| for the few who still read this...i spent the last hour skimming through my old xanga entries. at first, reading the bad poetry and angry rants produced an uncomfortable twist in my stomach but the more i read, the less uncomfortable i felt. it was kind of like ripping a band-aid off - it's painful at first but once the whole thing comes off, you're wonderfully surprised by what you find underneath.
and here's the wonderful surprise i found underneath: i'm not that hateful person anymore! i used to be this thing full of rage, jealousy and self-pity - and now i'm not! viola! ha. it's hard to put this into words because i'm just so relieved to realize this! everything that i used to stress over and worry about seems so trivial now. yes, during high school, there were lots of days where i'd wake up with a heaviness on my chest and walk around the entire day feeling sad for no reason at all but now that i think about it, this doesn't happen as frequently as it used to. in fact, it hasn't happened in quite while now. i read these entries from three, four years ago, asking i'm ever gonna get through this rough patch, and it's such an amazing feeling to realize i have.

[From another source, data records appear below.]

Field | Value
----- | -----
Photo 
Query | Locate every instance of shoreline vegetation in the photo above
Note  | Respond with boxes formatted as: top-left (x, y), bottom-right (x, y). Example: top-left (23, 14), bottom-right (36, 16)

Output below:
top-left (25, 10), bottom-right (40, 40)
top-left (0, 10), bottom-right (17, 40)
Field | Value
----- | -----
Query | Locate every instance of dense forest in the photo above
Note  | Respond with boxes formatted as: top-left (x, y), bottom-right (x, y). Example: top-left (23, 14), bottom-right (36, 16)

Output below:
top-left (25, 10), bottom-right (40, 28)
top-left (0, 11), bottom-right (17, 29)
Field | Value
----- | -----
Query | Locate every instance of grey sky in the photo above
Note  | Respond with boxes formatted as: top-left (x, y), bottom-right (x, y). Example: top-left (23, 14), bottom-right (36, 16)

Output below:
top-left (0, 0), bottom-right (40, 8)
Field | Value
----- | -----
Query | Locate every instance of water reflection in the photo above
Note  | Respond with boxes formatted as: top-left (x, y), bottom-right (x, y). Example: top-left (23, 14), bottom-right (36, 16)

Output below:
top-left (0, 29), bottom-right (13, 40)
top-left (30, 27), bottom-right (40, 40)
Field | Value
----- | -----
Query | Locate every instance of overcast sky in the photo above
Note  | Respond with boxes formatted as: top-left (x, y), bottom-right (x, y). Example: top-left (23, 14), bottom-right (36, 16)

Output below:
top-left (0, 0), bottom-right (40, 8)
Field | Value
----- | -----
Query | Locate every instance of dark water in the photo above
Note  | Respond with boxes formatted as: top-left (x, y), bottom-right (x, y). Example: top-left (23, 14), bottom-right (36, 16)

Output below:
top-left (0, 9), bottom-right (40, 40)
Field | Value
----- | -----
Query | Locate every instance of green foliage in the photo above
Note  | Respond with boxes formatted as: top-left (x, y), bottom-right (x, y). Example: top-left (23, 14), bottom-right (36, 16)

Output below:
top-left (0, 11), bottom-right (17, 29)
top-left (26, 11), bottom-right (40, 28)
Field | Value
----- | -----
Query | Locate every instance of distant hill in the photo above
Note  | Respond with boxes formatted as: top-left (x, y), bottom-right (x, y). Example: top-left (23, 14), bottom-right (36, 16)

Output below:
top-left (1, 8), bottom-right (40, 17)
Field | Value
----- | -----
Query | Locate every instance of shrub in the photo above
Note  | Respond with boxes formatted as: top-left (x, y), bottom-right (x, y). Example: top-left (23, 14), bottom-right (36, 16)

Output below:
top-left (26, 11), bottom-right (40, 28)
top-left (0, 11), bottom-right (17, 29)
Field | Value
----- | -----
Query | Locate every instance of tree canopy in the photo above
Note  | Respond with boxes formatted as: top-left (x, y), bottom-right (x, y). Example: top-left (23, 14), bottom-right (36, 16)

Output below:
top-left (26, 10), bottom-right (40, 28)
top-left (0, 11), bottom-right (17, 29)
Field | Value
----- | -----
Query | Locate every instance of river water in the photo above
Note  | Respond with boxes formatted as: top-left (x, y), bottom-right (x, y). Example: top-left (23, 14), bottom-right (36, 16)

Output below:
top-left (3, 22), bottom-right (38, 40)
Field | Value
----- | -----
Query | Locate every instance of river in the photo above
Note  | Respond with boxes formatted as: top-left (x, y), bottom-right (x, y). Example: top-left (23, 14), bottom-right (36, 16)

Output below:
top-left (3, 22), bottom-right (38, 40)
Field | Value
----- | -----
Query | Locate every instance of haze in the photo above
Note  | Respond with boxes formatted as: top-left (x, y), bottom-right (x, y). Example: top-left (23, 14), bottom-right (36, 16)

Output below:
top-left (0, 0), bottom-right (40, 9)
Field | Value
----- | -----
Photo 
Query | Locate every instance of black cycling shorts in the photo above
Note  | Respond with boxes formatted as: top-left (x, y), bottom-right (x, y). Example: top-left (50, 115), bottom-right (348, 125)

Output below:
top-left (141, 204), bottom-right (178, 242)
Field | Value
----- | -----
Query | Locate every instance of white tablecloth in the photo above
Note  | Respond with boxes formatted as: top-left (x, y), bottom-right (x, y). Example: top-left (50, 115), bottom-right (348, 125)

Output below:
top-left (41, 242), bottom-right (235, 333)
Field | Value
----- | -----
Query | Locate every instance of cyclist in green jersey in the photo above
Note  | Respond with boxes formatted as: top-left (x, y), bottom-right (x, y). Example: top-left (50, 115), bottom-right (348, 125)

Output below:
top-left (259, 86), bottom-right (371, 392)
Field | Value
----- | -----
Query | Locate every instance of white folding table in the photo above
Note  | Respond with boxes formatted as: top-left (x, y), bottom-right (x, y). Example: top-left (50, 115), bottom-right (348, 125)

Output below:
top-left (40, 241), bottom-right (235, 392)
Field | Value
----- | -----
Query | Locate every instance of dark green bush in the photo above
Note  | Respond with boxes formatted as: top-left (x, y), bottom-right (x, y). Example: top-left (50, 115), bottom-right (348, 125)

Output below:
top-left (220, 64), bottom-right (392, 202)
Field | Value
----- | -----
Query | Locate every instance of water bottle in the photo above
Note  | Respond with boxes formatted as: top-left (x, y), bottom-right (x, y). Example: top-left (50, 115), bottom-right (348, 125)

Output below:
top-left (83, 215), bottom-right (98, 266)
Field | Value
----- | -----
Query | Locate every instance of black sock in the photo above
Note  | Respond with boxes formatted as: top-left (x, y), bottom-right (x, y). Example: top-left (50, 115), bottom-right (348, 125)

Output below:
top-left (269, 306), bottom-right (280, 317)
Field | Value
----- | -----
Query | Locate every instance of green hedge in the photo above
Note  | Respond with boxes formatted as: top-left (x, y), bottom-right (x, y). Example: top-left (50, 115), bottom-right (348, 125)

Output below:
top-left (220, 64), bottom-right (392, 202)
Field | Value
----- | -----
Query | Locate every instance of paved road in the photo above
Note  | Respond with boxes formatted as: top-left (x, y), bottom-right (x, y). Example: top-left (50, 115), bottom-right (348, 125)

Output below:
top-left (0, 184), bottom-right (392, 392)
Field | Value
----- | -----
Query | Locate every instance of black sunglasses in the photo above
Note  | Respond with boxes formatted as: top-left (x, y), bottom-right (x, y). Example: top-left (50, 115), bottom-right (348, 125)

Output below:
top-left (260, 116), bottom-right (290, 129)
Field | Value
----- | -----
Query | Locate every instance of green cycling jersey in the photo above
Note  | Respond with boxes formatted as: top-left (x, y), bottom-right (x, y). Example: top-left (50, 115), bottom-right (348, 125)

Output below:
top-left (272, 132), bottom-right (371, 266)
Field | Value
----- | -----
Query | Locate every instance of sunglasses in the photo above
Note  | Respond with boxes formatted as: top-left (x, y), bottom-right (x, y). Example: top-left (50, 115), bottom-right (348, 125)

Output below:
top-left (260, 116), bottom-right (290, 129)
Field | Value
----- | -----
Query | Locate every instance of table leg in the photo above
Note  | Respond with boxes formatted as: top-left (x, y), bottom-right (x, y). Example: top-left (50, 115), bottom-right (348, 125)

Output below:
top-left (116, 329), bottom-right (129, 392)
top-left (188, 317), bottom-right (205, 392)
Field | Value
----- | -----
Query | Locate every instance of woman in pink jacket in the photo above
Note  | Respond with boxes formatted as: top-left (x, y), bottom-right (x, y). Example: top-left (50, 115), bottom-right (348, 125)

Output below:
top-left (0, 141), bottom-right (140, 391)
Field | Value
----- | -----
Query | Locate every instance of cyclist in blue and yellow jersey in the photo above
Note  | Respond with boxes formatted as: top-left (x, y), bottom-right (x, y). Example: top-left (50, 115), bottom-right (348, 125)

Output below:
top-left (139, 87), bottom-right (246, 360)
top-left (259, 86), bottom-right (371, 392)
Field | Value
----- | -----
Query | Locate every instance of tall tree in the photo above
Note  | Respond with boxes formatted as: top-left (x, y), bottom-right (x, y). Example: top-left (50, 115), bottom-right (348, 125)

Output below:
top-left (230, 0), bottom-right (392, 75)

and my god the things i used to obsess over. mediocrity. not belonging to a group of people. feeling inadequate about my writing. all of that stuff seems so stupid now. even though i never quite reassured myself that my writing was good enough, it just doesn't bother me anymore. i tried it, it didn't work out, and i've moved on. as for "belonging" (i'd like to shoot this word in the face) to a group of people, jess gave me this advice almost 3 years ago:
jess: and not everyone is in a group jess: there are lots of ppl who are alone jess: some have a best friend jess: some have 2 best friends jess: etc jess: groups doesnt come a lot jess: and groups are usually a piece of dog crap anyway
why did it take me so long to finally get this? so i may not be in a "group" but i'm also not alone. i've been lucky enough to find people who are just as socially dysfunctional as i am and on top of that, they're willing to accept all the cuts and cracks that i come with.
when people used to tell me what i was going through was just a phase, i'd get angry and snap back, "are phases supposed to last years?!" i guess they do and this one's finally coming to an end.
so long story short - if you haven't seen or heard from me in a while (which is a good description of the people who still check this), i just wanna let you know that i'm finally content with what i have. i'd like to leave you with that and not an image of my former pitiful self.
i'm happy and i hope everything is also good on your end.